Soriano afirma que el pasado 6 de julio el titular del OFSCE, Humberto Blanco Pedrero, le entregó al Congreso estatal un dictamen de revisión y fiscalización de la última cuenta pública sabinista, de la cual hasta ahora no se ha informado.
“Al estilo del exgobernador del estado, Juan Sabines, fue entregada de manera silenciosa la cuenta pública de los primeros tres trimestres del ejercicio de 2012 de su administración, y todos los chiapanecos esperamos conocerla en muchos rubros”, dice a Proceso la diputada local.
Exige que se llame a Sabines a rendir cuentas y a que explique por qué entregó a la nueva administración un estado sin liquidez y hundido en “la peor crisis económica, social y política de la que tengamos memoria”.
Soriano comenta que conforme pasan los días, los chiapanecos ven nuevas y múltiples evidencias del saqueo, de la desaparición de los recursos del pueblo “en manos de unos cuantos que, al amparo de la cercanía con el exgobernador, improvisaron fortunas y amasaron grandes cantidades de dinero a cambio de hipotecar el futuro de los chiapanecos los siguientes 20 o 30 años”.
Para romper la secrecía que protege a Sabines, Soriano Ruiz tuvo que interponer un recurso de amparo –el número 1106/2013 ante el Poder Judicial de la Federación– para acceder al informe del resultado de revisión y fiscalización de la cuenta pública realizado por el OFSCE y entregado a la Comisión de Vigilancia del Congreso local, que dirige Córdova Toledo, amigo del exmandatario.

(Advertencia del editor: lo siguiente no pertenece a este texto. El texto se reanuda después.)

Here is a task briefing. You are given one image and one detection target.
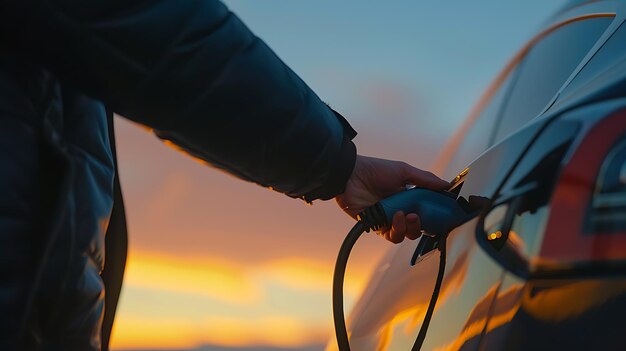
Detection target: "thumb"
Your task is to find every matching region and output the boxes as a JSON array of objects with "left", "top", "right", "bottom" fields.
[{"left": 404, "top": 164, "right": 450, "bottom": 190}]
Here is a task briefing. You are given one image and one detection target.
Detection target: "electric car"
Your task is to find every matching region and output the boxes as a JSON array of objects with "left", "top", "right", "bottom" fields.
[{"left": 328, "top": 1, "right": 626, "bottom": 350}]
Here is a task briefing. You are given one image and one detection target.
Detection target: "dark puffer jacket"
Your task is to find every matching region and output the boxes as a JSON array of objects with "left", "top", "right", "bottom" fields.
[{"left": 0, "top": 0, "right": 356, "bottom": 350}]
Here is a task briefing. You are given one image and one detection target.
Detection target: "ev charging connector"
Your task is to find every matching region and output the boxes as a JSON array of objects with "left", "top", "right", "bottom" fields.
[{"left": 333, "top": 188, "right": 477, "bottom": 351}]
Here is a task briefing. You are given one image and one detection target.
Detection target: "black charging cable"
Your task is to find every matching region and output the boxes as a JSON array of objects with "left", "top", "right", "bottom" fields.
[{"left": 333, "top": 212, "right": 447, "bottom": 351}]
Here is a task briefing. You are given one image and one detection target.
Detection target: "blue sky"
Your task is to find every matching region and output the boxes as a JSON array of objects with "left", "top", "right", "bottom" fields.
[{"left": 113, "top": 0, "right": 563, "bottom": 350}]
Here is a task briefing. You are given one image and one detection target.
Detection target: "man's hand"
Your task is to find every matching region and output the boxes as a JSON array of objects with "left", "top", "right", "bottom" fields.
[{"left": 335, "top": 155, "right": 450, "bottom": 244}]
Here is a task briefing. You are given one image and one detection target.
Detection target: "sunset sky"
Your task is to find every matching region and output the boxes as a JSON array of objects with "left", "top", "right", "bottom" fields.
[{"left": 112, "top": 0, "right": 563, "bottom": 350}]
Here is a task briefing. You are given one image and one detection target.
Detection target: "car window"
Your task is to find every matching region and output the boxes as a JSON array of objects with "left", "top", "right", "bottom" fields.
[
  {"left": 446, "top": 69, "right": 516, "bottom": 179},
  {"left": 563, "top": 20, "right": 626, "bottom": 96},
  {"left": 495, "top": 17, "right": 613, "bottom": 142}
]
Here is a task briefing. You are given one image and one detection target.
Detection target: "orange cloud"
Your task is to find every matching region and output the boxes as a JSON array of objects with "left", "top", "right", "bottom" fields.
[{"left": 124, "top": 251, "right": 262, "bottom": 304}]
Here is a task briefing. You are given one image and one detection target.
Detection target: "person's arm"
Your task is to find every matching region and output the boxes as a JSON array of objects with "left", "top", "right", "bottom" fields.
[
  {"left": 0, "top": 0, "right": 356, "bottom": 201},
  {"left": 0, "top": 0, "right": 446, "bottom": 241}
]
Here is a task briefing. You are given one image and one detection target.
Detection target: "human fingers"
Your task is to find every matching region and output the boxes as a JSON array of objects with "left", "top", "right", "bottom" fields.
[{"left": 405, "top": 213, "right": 422, "bottom": 240}]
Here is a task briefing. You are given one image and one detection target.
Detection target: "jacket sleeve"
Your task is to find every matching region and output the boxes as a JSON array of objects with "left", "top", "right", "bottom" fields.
[{"left": 0, "top": 0, "right": 356, "bottom": 201}]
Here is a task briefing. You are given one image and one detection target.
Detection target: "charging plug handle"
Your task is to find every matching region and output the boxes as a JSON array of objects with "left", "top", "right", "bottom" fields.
[{"left": 358, "top": 188, "right": 468, "bottom": 235}]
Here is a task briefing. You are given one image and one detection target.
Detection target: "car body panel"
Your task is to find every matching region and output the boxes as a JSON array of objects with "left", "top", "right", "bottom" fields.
[{"left": 329, "top": 1, "right": 626, "bottom": 350}]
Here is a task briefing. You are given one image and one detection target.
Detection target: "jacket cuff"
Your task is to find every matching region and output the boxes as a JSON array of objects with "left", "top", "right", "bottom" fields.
[{"left": 302, "top": 107, "right": 357, "bottom": 203}]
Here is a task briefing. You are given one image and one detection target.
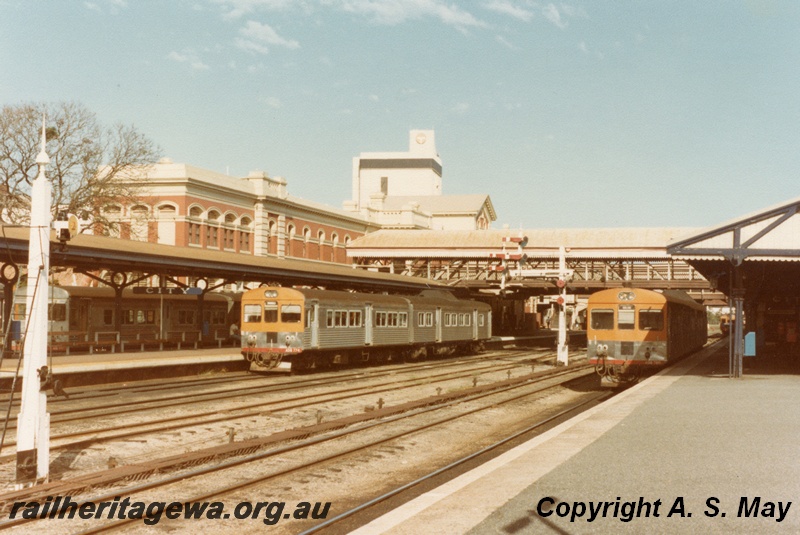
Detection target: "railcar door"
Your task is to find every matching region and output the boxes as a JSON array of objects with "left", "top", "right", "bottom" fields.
[
  {"left": 435, "top": 307, "right": 442, "bottom": 342},
  {"left": 306, "top": 302, "right": 319, "bottom": 348},
  {"left": 364, "top": 303, "right": 372, "bottom": 346}
]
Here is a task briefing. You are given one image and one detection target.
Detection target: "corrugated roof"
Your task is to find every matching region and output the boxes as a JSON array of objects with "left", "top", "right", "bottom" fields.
[
  {"left": 348, "top": 228, "right": 696, "bottom": 251},
  {"left": 383, "top": 193, "right": 496, "bottom": 220}
]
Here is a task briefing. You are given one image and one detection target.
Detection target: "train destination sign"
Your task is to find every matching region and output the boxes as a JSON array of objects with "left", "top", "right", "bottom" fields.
[{"left": 133, "top": 286, "right": 203, "bottom": 295}]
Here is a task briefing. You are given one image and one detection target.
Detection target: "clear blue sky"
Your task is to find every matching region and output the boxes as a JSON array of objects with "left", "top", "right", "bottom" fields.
[{"left": 0, "top": 0, "right": 800, "bottom": 228}]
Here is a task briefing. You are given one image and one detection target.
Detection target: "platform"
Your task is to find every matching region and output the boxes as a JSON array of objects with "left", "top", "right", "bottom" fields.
[
  {"left": 354, "top": 344, "right": 800, "bottom": 535},
  {"left": 0, "top": 347, "right": 244, "bottom": 379}
]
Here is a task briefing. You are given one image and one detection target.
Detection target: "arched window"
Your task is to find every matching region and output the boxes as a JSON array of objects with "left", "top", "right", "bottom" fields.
[
  {"left": 239, "top": 216, "right": 253, "bottom": 253},
  {"left": 156, "top": 204, "right": 178, "bottom": 245},
  {"left": 206, "top": 210, "right": 220, "bottom": 249},
  {"left": 131, "top": 204, "right": 150, "bottom": 241},
  {"left": 331, "top": 232, "right": 340, "bottom": 262}
]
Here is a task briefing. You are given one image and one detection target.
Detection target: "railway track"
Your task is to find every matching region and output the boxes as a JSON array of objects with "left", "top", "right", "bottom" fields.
[
  {"left": 0, "top": 360, "right": 592, "bottom": 532},
  {"left": 0, "top": 352, "right": 550, "bottom": 463}
]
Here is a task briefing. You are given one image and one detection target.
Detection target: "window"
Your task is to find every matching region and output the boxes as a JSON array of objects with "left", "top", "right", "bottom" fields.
[
  {"left": 47, "top": 303, "right": 67, "bottom": 321},
  {"left": 177, "top": 310, "right": 195, "bottom": 325},
  {"left": 281, "top": 305, "right": 303, "bottom": 323},
  {"left": 189, "top": 223, "right": 200, "bottom": 245},
  {"left": 206, "top": 227, "right": 219, "bottom": 247},
  {"left": 639, "top": 309, "right": 664, "bottom": 331},
  {"left": 591, "top": 308, "right": 614, "bottom": 331},
  {"left": 264, "top": 301, "right": 278, "bottom": 323},
  {"left": 617, "top": 305, "right": 636, "bottom": 330}
]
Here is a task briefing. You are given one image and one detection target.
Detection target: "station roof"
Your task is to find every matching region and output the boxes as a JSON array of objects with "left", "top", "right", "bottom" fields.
[
  {"left": 347, "top": 228, "right": 697, "bottom": 258},
  {"left": 667, "top": 197, "right": 800, "bottom": 295},
  {"left": 383, "top": 193, "right": 497, "bottom": 221},
  {"left": 0, "top": 225, "right": 447, "bottom": 291}
]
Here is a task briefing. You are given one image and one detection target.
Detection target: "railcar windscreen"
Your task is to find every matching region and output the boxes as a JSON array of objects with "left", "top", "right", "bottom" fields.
[
  {"left": 592, "top": 308, "right": 614, "bottom": 331},
  {"left": 244, "top": 304, "right": 261, "bottom": 323},
  {"left": 639, "top": 309, "right": 664, "bottom": 331},
  {"left": 617, "top": 305, "right": 636, "bottom": 330},
  {"left": 281, "top": 305, "right": 303, "bottom": 323}
]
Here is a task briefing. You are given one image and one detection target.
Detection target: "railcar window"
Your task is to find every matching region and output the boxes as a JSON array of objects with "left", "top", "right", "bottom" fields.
[
  {"left": 592, "top": 308, "right": 614, "bottom": 331},
  {"left": 264, "top": 301, "right": 278, "bottom": 323},
  {"left": 617, "top": 305, "right": 636, "bottom": 330},
  {"left": 417, "top": 312, "right": 433, "bottom": 327},
  {"left": 639, "top": 309, "right": 664, "bottom": 331},
  {"left": 281, "top": 305, "right": 303, "bottom": 323},
  {"left": 244, "top": 304, "right": 261, "bottom": 323}
]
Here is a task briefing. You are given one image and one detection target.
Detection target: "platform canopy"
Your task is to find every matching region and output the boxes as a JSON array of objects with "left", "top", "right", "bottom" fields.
[{"left": 667, "top": 198, "right": 800, "bottom": 297}]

Pero con “artilugios legaloides”, dice, han demorado la entrega de dicho informe: “Me pregunto cuál es el interés de hacer dilatoria la entrega del informe, por qué pretende retrasar el cauce normal del amparo y bajo cuáles argumentos legaloides desea ganar tiempo, al señalar que no poseo un interés jurídico o interés legítimo para promover el amparo, por ser integrante del cuerpo colegiado del H. Congreso del estado”.
Además de Córdova Toledo, otros amigos y excolaboradores de Sabines controlan la Comisión de Vigilancia: el priista Noé Castañón Ramírez, Isabel Ancheita Palacios (del Partido Orgullo Chiapas, fundado por el exgobernador), el panista Francisco Javier Morales Hernández y el verde Emilio Salazar Farías.
La diputada Soriano señala que interpuso el amparo con el afán de transparentar las acciones de gobierno y someterlas al escrutinio público. Para ella no hay duda de que en Chiapas, más que castigar o sancionar la corrupción sabinista, “se teje un manto de impunidad” sobre el exmandatario que encabezó “el saqueo más grande de la historia de Chiapas”.